After the game, Anderson said of West, via Vinnie Duber of NBC Sports Chicago, “I asked him a question, and he kind of got pissed at me. I asked him if he saw [Báez] reach for my leg in the replay. He asked me if I was going to argue that, and I said, ‘No, I was just asking a question.’ And after that I didn’t say anything else. He started barking at me. Kept staring me down. I gave him, ‘Why you keep looking at me?’ Did that twice and threw me out.”

Anderson then said, “I don’t have much to say about him. Everybody knows he’s terrible. But I didn’t say much and he threw me out. It’s OK.” Anderson added about the play in which one can see Báez reach his arm out to interfere with Anderson, “Yeah, definitely. You could see it in the replay. That’s just one of the many that they missed in New York, I guess.”

Anderson’s criticism of West doesn’t come as a surprise. West has had a reputation as an instigator for decades.
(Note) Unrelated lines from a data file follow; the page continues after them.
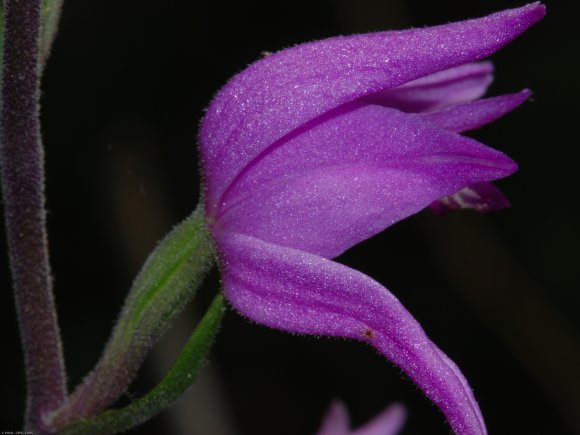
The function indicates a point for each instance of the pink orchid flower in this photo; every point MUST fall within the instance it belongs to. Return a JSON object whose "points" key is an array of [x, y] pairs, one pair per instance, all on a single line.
{"points": [[388, 422], [313, 149]]}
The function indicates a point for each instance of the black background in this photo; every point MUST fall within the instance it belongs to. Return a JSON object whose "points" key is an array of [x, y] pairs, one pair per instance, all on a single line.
{"points": [[122, 97]]}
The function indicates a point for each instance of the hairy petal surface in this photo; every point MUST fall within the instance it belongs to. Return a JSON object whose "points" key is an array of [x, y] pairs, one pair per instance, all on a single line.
{"points": [[472, 115], [279, 93], [350, 177], [444, 88], [295, 291]]}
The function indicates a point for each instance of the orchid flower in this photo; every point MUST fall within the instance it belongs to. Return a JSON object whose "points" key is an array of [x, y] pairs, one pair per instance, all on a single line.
{"points": [[388, 422], [313, 149]]}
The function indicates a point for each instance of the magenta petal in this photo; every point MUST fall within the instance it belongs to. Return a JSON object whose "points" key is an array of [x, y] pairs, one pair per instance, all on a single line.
{"points": [[481, 197], [351, 177], [336, 421], [298, 292], [388, 422], [442, 89], [469, 116], [281, 92]]}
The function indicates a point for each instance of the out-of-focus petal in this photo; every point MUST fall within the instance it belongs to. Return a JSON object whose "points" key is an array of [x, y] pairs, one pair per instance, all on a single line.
{"points": [[388, 422], [444, 88], [351, 177], [481, 197], [298, 292], [281, 92], [469, 116], [336, 421]]}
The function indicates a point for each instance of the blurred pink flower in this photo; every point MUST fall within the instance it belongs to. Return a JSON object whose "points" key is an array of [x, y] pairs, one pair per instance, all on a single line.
{"points": [[388, 422]]}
Major League Baseball almost never holds umpires accountable for their conduct on the field and some umpires, like West, take advantage of this knowledge.

It was a bittersweet ending for Anderson as he homered earlier in the game, becoming the first White Sox shortstop ever to have 20 home runs and 20 stolen bases in the same season. It’s just the sixth 20/20 season in White Sox history, joining Alex Ríos (2010, 2012), Ray Durham (2001), Magglio Ordóñez (2001), and Tommie Agee.

Anderson accounted for the only run the White Sox scored on Sunday against the Cubs with an RBI double. On the season, he’s hitting .243/.284/.412 with those 20 homers, 26 steals, 64 RBI, and 76 runs in 594 plate appearances.